There are a number of misconceptions surrounding the historical Mary Magdalene, most concerning her character and occupation. According to one popular belief, Mary was a well-known local prostitute when she first encountered Jesus and His disciples. According to the Gospels, however, she only "ministered" to Jesus, a term implying a gesture of material or spiritual support. Jesus is said to have delivered seven demons out of this woman, which some have translated as a sign of sexual impropriety. This theory is not supported by the Gospels, since Jesus cast out demons from both men and women.

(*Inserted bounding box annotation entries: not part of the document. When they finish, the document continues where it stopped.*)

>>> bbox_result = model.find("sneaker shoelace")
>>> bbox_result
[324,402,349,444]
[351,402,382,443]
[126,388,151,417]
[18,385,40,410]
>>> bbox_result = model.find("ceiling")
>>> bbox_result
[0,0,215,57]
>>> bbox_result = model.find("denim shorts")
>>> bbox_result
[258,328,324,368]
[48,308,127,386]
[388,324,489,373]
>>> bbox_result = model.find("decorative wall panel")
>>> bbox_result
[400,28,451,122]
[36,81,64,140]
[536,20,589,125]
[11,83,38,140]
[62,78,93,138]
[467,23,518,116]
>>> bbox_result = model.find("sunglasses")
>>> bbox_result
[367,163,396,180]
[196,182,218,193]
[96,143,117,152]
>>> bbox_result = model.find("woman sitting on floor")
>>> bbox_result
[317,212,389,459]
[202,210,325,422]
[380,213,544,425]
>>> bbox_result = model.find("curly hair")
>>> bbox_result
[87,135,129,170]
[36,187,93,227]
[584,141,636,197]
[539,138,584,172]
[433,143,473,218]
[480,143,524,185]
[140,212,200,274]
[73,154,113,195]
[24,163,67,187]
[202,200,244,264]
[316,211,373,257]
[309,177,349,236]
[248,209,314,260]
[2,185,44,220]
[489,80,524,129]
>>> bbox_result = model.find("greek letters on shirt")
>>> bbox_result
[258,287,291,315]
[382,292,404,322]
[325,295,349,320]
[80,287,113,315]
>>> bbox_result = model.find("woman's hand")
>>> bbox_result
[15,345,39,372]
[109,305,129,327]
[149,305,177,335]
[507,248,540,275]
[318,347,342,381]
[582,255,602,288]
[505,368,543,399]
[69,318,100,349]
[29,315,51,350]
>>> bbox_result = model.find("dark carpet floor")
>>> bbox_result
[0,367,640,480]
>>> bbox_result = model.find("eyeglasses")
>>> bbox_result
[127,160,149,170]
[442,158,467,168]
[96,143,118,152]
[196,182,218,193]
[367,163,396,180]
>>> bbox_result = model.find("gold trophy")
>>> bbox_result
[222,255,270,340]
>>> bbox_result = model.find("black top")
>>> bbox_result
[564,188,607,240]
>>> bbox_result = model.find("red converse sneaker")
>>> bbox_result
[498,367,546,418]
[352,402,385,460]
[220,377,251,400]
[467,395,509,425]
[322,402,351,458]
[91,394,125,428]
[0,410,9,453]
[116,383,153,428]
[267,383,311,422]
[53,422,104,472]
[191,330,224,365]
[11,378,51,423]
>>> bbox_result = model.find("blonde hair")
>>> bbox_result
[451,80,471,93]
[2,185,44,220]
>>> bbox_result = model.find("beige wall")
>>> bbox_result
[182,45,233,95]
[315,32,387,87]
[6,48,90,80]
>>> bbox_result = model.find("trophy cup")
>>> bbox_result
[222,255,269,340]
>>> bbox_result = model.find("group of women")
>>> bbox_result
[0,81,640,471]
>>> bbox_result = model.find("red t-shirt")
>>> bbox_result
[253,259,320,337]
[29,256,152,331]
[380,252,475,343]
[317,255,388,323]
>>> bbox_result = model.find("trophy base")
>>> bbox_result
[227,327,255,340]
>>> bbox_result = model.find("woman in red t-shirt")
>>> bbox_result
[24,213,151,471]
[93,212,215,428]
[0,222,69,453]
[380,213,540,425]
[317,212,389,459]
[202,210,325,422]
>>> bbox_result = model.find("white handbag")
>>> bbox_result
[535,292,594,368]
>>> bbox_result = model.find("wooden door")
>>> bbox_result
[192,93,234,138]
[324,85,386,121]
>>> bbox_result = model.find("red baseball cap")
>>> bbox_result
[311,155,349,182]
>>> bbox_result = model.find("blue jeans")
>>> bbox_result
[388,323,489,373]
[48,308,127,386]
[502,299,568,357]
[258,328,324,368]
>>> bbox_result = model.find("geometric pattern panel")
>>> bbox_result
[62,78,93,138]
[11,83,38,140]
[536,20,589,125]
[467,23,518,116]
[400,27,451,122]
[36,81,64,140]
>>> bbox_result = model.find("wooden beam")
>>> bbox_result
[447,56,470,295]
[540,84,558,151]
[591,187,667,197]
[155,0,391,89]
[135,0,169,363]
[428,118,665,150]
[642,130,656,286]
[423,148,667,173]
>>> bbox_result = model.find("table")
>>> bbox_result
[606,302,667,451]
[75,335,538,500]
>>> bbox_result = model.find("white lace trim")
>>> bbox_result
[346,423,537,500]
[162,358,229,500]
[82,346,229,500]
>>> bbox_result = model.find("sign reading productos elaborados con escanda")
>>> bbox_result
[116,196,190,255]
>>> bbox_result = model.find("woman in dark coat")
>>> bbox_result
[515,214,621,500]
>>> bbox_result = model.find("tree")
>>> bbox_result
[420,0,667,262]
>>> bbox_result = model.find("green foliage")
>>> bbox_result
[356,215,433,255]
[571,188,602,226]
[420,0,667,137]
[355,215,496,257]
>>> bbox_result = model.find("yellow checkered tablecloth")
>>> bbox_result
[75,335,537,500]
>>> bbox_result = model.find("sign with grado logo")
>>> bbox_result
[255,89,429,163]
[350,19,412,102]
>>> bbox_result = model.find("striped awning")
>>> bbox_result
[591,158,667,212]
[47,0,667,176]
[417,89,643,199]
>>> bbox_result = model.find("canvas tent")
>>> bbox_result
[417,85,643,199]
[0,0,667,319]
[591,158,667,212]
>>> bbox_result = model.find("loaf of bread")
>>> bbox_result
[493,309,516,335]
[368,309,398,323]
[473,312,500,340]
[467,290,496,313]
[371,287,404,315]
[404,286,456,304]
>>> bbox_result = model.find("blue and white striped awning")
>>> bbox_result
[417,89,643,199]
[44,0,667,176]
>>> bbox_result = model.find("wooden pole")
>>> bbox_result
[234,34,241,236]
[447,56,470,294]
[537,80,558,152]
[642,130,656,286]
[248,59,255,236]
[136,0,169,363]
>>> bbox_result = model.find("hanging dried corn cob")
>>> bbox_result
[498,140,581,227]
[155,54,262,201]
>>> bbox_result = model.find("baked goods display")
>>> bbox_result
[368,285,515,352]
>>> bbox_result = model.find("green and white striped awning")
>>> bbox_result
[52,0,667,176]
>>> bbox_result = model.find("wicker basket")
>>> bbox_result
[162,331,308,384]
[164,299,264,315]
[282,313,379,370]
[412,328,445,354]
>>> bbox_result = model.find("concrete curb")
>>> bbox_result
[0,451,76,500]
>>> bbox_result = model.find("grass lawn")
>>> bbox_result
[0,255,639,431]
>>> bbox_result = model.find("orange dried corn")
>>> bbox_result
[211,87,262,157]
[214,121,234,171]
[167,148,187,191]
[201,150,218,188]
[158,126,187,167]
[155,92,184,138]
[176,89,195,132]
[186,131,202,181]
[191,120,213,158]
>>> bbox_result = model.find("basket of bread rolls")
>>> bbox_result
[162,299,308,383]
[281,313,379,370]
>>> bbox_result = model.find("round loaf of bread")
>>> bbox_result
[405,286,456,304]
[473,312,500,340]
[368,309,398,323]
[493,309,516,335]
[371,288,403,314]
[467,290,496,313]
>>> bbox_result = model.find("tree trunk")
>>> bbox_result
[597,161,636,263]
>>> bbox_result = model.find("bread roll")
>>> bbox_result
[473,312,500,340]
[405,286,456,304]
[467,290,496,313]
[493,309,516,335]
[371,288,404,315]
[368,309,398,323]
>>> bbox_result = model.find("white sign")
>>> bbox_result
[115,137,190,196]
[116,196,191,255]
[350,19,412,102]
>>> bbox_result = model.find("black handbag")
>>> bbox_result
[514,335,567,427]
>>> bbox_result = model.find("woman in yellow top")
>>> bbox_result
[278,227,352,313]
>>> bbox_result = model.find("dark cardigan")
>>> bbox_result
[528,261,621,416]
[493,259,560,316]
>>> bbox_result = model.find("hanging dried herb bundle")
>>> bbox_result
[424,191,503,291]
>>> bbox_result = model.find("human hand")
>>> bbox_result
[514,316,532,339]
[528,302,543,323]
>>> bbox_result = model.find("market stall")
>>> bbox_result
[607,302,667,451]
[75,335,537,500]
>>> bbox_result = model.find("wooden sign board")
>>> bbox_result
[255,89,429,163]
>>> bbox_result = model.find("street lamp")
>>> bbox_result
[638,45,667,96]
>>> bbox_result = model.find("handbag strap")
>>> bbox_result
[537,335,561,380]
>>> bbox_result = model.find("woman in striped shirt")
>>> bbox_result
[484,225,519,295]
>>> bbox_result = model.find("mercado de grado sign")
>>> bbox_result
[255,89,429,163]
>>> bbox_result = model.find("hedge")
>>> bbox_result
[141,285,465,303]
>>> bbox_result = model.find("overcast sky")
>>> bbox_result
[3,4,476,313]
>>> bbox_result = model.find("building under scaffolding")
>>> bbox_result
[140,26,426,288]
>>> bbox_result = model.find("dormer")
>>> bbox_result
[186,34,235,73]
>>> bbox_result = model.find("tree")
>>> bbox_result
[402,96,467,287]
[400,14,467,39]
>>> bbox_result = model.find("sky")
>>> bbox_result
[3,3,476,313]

Mary Magdalene is also commonly confused with "Mary of Bethany", the sister of Martha and Lazarus. While both Marys continued to follow Jesus throughout His ministry, Mary of Bethany is thought to be the same penitent woman who anointed the feet of Jesus and wiped them with her hair. Mary Magdalene, on the other hand, is thought by some to be the unnamed "sinner" Jesus defends from an unjust stoning for adultery. This event is described as occurring before Jesus encountered this woman and exorcised her demons, however. The connection between the 'sinner' and Mary Magdalene seems to have been made centuries after the fact.
Mary Magdalene is also mentioned as a witness to the Crucifixion of Christ, perhaps comforting another Mary, the mother of Jesus. Following the removal of Jesus' body from the cross, Mary Magdalene is believed to have assisted in the traditional preparations of a Jewish burial. She is also the first of His followers to encounter the resurrected form of Jesus Christ, although He admonishes her not to embrace Him. Mary is also credited with breaking the news of Jesus' resurrection to the other disciples.
In her later years, Mary is said to have retired to the city of Ephesus, along with the Blessed Virgin Mary. Other traditions suggest that she actually moved to France and spent her last days as a Christian missionary in the region. Her remains are said to be kept in two separate reliquaries, with her skull resting in a grotto in a small Catholic church at La Sainte-Baume, France.